INDUSTRIAL APPLICABILITY

In production of electro-acoustic transducers having a vibrating function, mechanical resonance frequency of the vibrating section can be stabilized in an efficient manner in accordance with the present invention. Thus, the present invention provides stable quality electro-acoustic transducers having a vibrating function at a low cost, and provides a great influence in industry.

Claims

1. A method of manufacturing an electro-acoustic transducer having a vibrating function, comprising:

providing a vibration section including a magnetic circuit having a magnetic gap;

provisionally fixing said vibration section to a frame;

fixing a diaphragm, having a voice coil, to said frame while said voice coil is positioned within said magnetic gap;

determining a final fixing position of said vibration section relative to said frame by measuring a mechanical resonance frequency of said vibration section; and

welding said vibration section to said frame based on the determined final fixing position.

2. The method according to claim 1, further comprising:

finishing an appearance of the electro-acoustic transducer prior to welding said vibration section to said frame.

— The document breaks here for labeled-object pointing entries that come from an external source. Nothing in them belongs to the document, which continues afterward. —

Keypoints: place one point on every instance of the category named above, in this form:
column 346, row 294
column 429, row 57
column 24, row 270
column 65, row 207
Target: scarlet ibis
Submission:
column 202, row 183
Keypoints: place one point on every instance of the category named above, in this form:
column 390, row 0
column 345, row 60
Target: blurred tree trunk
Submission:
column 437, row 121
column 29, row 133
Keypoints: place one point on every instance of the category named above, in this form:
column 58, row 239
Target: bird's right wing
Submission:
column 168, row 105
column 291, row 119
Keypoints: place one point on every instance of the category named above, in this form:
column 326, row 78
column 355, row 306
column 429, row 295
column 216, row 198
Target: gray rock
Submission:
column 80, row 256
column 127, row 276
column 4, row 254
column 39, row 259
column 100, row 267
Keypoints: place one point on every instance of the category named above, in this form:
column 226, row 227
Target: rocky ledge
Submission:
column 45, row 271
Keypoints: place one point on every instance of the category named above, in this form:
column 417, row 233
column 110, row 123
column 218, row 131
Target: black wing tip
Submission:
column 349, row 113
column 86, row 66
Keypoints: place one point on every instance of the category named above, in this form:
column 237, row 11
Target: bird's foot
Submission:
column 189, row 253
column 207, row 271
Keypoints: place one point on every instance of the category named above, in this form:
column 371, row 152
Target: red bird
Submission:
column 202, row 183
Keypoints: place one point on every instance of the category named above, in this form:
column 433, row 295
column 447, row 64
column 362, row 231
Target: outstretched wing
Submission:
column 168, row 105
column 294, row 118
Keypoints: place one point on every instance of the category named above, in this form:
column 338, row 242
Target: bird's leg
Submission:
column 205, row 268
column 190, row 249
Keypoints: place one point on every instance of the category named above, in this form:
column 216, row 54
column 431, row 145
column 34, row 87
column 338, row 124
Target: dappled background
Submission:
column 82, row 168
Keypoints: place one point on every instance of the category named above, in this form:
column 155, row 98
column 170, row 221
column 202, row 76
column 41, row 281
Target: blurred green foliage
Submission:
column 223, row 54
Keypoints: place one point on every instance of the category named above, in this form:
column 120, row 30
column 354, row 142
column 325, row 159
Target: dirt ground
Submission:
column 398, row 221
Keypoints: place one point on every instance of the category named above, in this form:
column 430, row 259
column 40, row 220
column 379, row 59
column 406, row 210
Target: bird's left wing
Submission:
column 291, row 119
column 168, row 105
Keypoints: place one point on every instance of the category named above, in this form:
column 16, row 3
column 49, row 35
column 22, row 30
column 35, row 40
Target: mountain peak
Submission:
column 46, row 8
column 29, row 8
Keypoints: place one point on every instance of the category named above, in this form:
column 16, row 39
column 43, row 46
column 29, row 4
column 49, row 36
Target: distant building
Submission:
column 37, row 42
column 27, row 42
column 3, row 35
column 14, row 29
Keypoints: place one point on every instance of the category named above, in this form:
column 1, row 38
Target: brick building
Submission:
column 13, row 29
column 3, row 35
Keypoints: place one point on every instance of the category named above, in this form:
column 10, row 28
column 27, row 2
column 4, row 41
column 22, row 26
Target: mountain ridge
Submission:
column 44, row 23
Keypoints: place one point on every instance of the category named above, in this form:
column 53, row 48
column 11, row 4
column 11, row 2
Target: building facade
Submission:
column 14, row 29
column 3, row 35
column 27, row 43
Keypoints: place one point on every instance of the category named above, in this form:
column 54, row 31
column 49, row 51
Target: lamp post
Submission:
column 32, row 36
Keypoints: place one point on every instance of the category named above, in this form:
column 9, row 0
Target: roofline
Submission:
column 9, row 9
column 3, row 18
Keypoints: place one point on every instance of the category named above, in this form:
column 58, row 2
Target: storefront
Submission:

3. The method according to claim 1, wherein

provisionally fixing said vibration section to a frame comprises provisionally fixing said vibration section to said frame at a position such that a mechanical resonance frequency of said vibration section is lower than a predetermined mechanical resonance frequency of said vibration section.

4. The method according to claim 1, further comprising:

determining positions at which said vibration section is to be welded to said frame by determining positions at which said frame would be welded to a vibration section, sampled from a production lot of vibration sections, so as to obtain a desired resonance frequency,

such that welding said vibration section to said frame comprises welding said vibration section to said frame at said positions.

5. The method according to claim 4, wherein

said vibration section further has a magnetic circuit portion and a suspension, with said magnetic gap being in said magnetic circuit portion, and such that welding said vibration section to said frame comprises welding said suspension to said frame.